Wuh? This can't possibly be true.
 
Advertising as a means of providing perfect market information within the context of the perfect market idea could be considered not just useful, but essential. But the market doesn't function that way and as a result can often (but not always) be annoying at best and deceptive and a barrier to competition at worse.
 
It says they don't earn as much - that should be fairly easy to substantiate... (and shouldn't have anything to do with home ownership rates)
 
Isn't rented accommodation generally more expensive than mortgaged accommodation? If that was the main difference, it would suggest, if anything, that British wages should be lower than German wages rather than the other way around.
 
It says they don't earn as much - that should be fairly easy to substantiate... (and shouldn't have anything to do with home ownership rates)

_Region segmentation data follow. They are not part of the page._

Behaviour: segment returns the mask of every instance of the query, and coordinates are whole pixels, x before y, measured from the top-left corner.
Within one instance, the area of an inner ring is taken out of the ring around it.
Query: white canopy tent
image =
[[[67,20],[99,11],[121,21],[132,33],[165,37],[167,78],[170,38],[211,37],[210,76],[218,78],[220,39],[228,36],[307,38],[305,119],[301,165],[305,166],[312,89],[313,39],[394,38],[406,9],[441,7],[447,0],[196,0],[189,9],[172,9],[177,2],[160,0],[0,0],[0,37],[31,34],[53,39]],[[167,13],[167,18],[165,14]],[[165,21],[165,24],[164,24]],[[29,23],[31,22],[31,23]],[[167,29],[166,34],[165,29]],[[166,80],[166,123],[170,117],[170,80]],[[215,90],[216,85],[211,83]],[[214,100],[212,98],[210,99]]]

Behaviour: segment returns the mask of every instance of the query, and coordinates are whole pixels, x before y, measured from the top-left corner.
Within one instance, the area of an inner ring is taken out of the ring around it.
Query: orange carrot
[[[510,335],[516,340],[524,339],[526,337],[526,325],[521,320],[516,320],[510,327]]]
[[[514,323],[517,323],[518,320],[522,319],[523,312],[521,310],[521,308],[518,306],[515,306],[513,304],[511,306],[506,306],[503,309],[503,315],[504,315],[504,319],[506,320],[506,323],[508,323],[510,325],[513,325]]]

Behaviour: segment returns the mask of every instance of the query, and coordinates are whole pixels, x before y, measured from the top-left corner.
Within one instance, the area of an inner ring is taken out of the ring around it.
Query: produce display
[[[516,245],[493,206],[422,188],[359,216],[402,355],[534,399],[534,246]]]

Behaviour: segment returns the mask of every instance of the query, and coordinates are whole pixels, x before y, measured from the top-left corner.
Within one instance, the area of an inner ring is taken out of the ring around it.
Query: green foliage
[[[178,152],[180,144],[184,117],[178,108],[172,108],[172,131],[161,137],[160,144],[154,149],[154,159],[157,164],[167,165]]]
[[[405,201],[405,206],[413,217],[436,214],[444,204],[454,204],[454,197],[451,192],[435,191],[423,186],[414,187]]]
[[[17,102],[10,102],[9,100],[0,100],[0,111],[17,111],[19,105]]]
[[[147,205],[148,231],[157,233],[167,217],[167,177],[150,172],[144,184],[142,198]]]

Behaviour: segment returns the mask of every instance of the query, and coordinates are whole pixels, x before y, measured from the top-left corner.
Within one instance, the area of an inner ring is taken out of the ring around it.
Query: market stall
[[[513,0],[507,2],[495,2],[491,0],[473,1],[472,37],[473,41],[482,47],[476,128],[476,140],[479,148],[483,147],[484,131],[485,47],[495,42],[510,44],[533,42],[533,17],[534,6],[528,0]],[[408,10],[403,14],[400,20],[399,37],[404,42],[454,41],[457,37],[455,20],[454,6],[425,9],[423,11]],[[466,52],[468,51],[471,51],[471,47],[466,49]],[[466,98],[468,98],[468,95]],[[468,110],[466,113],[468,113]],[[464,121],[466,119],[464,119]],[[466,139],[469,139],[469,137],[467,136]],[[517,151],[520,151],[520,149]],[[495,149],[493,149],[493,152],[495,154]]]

I was suggesting that without a house to buy, lower wages go further and have suffered less inflation than other nations have?
 
Could you not tell me about the holocaust without implying that it would be beneficial?
Most would treat information about the systematic killing of Jews, homosexuals, etc. differently than you would my informing you of a new product; the context in which people receive information itself changes how they react to that information.

But you've already considered this as a possibility:

Maybe in the context of selling a product it would be impossible to inform someone of it without trying to persuade them to buy it ...
(Edit.)
... I just think its weird that so many people readily accept such deceptive practices as "normal" or "ok." I think we ought to get pissed off at people who do such things.
Can you tell me what these deceptive practices are? For example, if I design a video game box to show graphics that aren't in-game, is this a deceptive practice?
 
That's disposable income... Not average wage (despite the title of the article). This other link has Germany well ahead of the UK and Spain, and pretty much on par with France. https://en.wikipedia.org/wiki/List_of_countries_in_Europe_by_monthly_average_wage

EDIT: There is "gross wage" in there actually, and Germany has a higher average wage than both France and Spain...
Borachio's list is PPP.
And thus it justifies the BBC's claim since apparently "disposable income (PPP)" is what they meant (ignoring whether it's a good idea to pick this metric in this case, or ever).
 
Disposable income certainly isn't the same as wages... If they meant disposable income they should have said disposable income, instead of saying that Germans earn 2/3rds of what a Brit earns. And even then, it's 72% -- closer to 3/4 than 2/3.

The BBC article is just plain wrong.
 
Disposable income certainly isn't the same as wages... If they meant disposable income they should have said disposable income, instead of saying that Germans earn 2/3rds of what a Brit earns. And even then, it's 72% -- closer to 3/4 than 2/3.
It's an article about a dude extrapolating stuff from a dinner expierience. I would hazard the guess that they prioritized accessability over semantic precision.
 
Well it's not even semantic precision - he's literally saying that Germans earn less than the French, Spanish, and British, when this clearly isn't true... It's not poetic license, it's just a lie.
 
it's just a lie.
Well, coveying false information wasn't exactly the intention here.
Plus, i knew what they were trying to say.
Doesn't that conflict to some degree with characterising the statement as a "lie"?

I'm pretty confident the BBC can plead Hanlon's razor here.
wikipedia said:
To lie is to deliver a false statement to another person which the speaking person knows is not the whole truth, intentionally.
 
:lol: Now who's prioritising semantic precision :p

All they had to say was "after taxes" or something at the start of the sentence. Not hard is it? Would that make an article about German dinner parties any less accessible? Germans do, in fact, earn more than the French or Spanish, and probably more than the British, too.
 
It's pretty much a meaningless metric however you measure it.

It tells us nothing about the purchasing power of each average citizen. Which might have some bearing on somebody's quality of life. Or, it might not.
 
Oh. Shows how much I know, then.

Looks like the BBC has made an error. And not for the first or last time.
 
I get a lot of my income from online sportswriting. Just about every media outlet, print or otherwise, is supported primary from advertising. When my readers use adblock, it takes revenue away from my website, which means they can't pay me as much for what I write.

We charge people per ad view, not per ad click.

Please tell me how I can get adblock!:lol: :lol:

Seriously, I was willing to pay for Pandora on my Kindle just to get rid of the damn commercials. If you were from that state up north, you might be sufficiently cunning and diobolical to concoct a shrewd scheme to have your readers pay you not to include the ads. You'd make millions!